Oui, c’est exact, il fait finalement la même chose qu’elle : parler, parler beaucoup. Et comme les journaux se font un devoir de nous rapporter les petits couinements, les gros borborygmes et les vagissements inutiles de ces politiciens, la politique française n’est plus qu’une étable bruyante remplie de ces mugissements bêtes d’animaux de foire au vocabulaire de plus en plus étroit. NKM, ministre sous Sarkozy, parfait inutile d’un quinquennat perdu, reproche le manque d’action de Valls, ministre remuant d’un président incompétent, perdu et mollasson dont la plus belle occupation semble être de regarder les trains (de la SNCF et de l’économie) dérailler en broutant l’herbe verte d’un château élyséen sagement assoupi.
Pire : lorsqu’il s’exprime sur autre chose que les petits tracas sécuritaires français, c’est pour sortir les mêmes appels à vengeance judiciaire contre les impétrants qui pensent mal, qui utilisent leur liberté d’expression pour être trop libres, et pour ajouter au bruit ambiant ses propres rodomontades de pandore de location.
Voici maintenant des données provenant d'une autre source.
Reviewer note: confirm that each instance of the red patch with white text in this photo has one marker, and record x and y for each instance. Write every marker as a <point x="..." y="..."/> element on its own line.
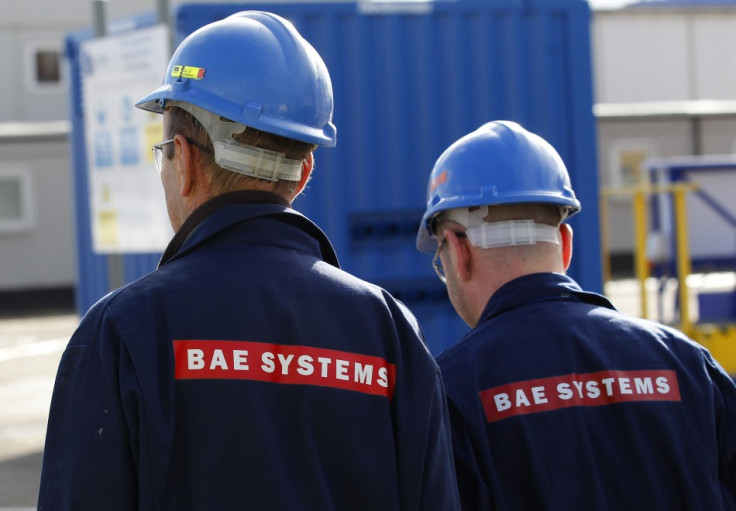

Finalement, Valls est un socialiste comme les autres : il en a les mêmes réflexions, les mêmes tics. Il a la même foi chevillée au corps que l’action politique, essentiellement celle de ses muscles buccaux, pourra résoudre des problèmes qui ont tout à voir avec cette foi si mal placée. Il a les mêmes penchants pour le vide bruyant, l’inaction énergique finement médiatisée, qu’un précédent essai dont les résultats, parfaitement nuls, donnent déjà une excellente estimation de ce que vaut l’actuel ministre de l’intérieur : rien.